There may be a dark side to the increasing precision with which marketers can locate and track their quarry. The Orwellian overtones of companies and market researchers' getting together to share vast databases of detailed, individual consumer behavior are hard to deny. Just the names of psychographic tools (Monitor MindBase, LifeMatrix) are enough to get privacy advocates worked up. But researchers say they are only putting to more effective use information that consumers surrendered when they used credit cards, registered on websites or responded to questionnaires. And marketers keep raising the stakes. Personicx, launched by Acxiom Corp. in 2002 and using information from public records, third-party research, product-warranty cards and other sources, is designed to be updated monthly to reflect such life-changing events as the birth of a child or a job promotion. The next objective is to be able to identify an individual's "velocity component"--whether he is moving up or down the socioeconomic ladder and how fast. "This may be the holy grail of consumer information," says Charles Morgan, Acxiom's CEO. "If you can figure out whether someone is on the up-and-up, then you can devote more money marketing to him than to someone going the other way."

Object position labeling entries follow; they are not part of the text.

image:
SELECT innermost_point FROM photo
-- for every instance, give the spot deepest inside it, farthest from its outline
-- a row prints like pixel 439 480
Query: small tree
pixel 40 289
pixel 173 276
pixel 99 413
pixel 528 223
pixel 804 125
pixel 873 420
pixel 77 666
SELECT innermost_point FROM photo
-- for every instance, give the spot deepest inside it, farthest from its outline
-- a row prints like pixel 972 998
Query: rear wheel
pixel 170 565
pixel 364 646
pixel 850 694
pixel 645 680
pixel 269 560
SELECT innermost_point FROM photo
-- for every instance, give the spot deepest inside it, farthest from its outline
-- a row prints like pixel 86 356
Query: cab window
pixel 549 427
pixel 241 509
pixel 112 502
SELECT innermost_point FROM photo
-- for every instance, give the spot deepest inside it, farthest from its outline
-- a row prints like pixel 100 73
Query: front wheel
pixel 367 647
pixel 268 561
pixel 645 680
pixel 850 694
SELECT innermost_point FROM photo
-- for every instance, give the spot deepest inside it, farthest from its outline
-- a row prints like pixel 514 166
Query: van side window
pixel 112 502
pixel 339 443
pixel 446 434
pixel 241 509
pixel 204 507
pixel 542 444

Gerald Zaltman, a Harvard Business School professor and the author of How Customers Think: Essential Insights into the Mind of the Market, believes marketers should even delve into the unconscious mind. Clients like Procter & Gamble use the Zaltman metaphor-elicitation technique, which enables them to uncover deep metaphors that lie beneath people's conscious opinions on products or advertisements. Zaltman is experimenting with brain scans to see which parts of the mind are active during certain purchasing decisions.
But psychographics may not be that ominous after all. Scientific purists argue that market researchers aren't really getting inside people's minds they're just manipulating ordinary shopping and demographic data to make it look that way. Carrie Hollenberg, a senior consultant at SRI Consulting Business Intelligence, says many companies have created psychographic types by merely "assigning a company's customers to various groups with colorful names and descriptions. That's not using true psychological traits to get into who people really are." Hollenberg's firm owns a personality-profiling system called vals (values, attitudes and lifestyle survey) that was developed in 1989 using research conducted at the University of California, Berkeley, and Stanford; she says vals gets the psych job done correctly.
In fact, it's likely the vagaries of consumer impulse will continue to befuddle the best prognosticators at least some of the time. No matter how much data suggest otherwise, a nervous mother of two may get roped into riding a roller coaster and discover a new passion for risk. A stilettoed fashionista might wobble into Wal-Mart. Some things will always be unpredictable.